One of my favorite movies is Stanley Kubrick’s “2001: A Space Odyssey.” I love how the film is set in the future (relative to its release in 1968) but looks at the future through 1960s lenses.
For example, I love “2001’s” set design, but I can’t help chuckling at how the set designers thought mod-style furniture would still be going strong over 30 years into the future (and in space, no less).
Likewise, technology in the film looks silly compared to what we have today, or even what we had in 2001. Of course, itβs impossible to predict what technology, life, or fashion will look like decades from now, and I’m sure we are getting it all wrong in our futuristic films today.
Therefore, I try not to snicker too much when I encounter an old film or novel set in the future. In fact, lately, I’ve been noticing how much they’ve gotten right.
That’s because while we may not have flying cars, or androids living among us, many other grim predictions by sci-fi authors and filmmakers are coming true.
It’s no coincidence that copies of “1984” were flying off the shelves in record numbers in the past month. I purchased the book myself – at an estate sale with cash, mind you, so the government couldn’t track me for my thoughtcrime.

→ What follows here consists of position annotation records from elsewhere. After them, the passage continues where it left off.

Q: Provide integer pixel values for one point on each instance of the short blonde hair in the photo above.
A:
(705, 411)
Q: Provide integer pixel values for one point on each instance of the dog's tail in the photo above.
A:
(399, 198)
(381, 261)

I kid of course, but consider the current saga playing around Edward Snowden:
A former National Security Agency employee blows the whistle on his country’s secret spying of citizens through the Internet. Snowden reportedly flees to Russia to evade the U.S. officials who will do who-knows-what to him if he is captured. Meanwhile his strategic hiding places further force the U.S. to acknowledge its hypocrisy among countries with which its relationship is already more than rocky.
If that doesn’t sound like George Orwell’s nightmare come true, I don’t know what else to call it.
Many dismiss the NSA spying by asking why worry if you have nothing illegal to hide? Isn’t this worth it if we can prevent another 9/11?
There’s certainly merit to that point, but the secrecy is frightening. If these spying practices were left under wraps for this long, what else is going on behind closed doors? It’s become harder to dismiss the tinfoil hat wearers; maybe we should ask them what else is going on behind closed doors before it takes another international fugitive to reveal it.
I welcome debate on whether Snowden is a hero or traitor. On one hand, I believe his enlightening us to the NSA’s spying program is an act of patriotism. As citizens, we should work to ensure our country holds fast to its founding constitutional principles. The NSA spying program is a direct affront to our Fourth Amendment rights, so I welcome its fixing.
On the other hand, if Snowden has put our country under threat by undermining our security, that is of course a crime.
Regardless of your thoughts on Snowden, it’s impossible to deny that our dependence on technology is coming with serious consequences.
Technology’s development far outpaces legislative output β these days, what doesn’t? This leaves us without definitive regulation or defenses against hacking and spying. The Internet today is a wild west of servers and networks in which hackers are the train-robbing outlaws.
My wild west analogy may not be accurate, however. In those days, the conductors didn’t willingly let their trains get robbed and passengers did not eagerly hand over their money before even encountering a robber.
In his 1932 novel “Brave New World,” Aldous Huxley made the prediction that technology would render us passive consumers of data, too embedded in trivial and personal information to care about larger matters. He called this our “almost infinite appetite for distractions.”
Today, people freely hand over their personal information across the Internet. Consider an average teenager today, eager to post every nuance of their social life online the moment it happens. It’s no longer crazy to think a federal agent follows it all.
That information is coveted by Google, Facebook, and other companies who use it to make highly specific targeted ads. We now know our government values that data as well.
Does knowing that teenager’s favorite bands or weekend plans prevent a tragedy like the Boston Marathon bombings? Of course not. It’s time we develop a system that does.
So hats off to you “paranoid” skeptics out somewhere far off the grid β you were right. Now, let me know if there is a way to cryogenically freeze myself for the next couple of centuries. If humanity is no better, we should at least have flying cars by then.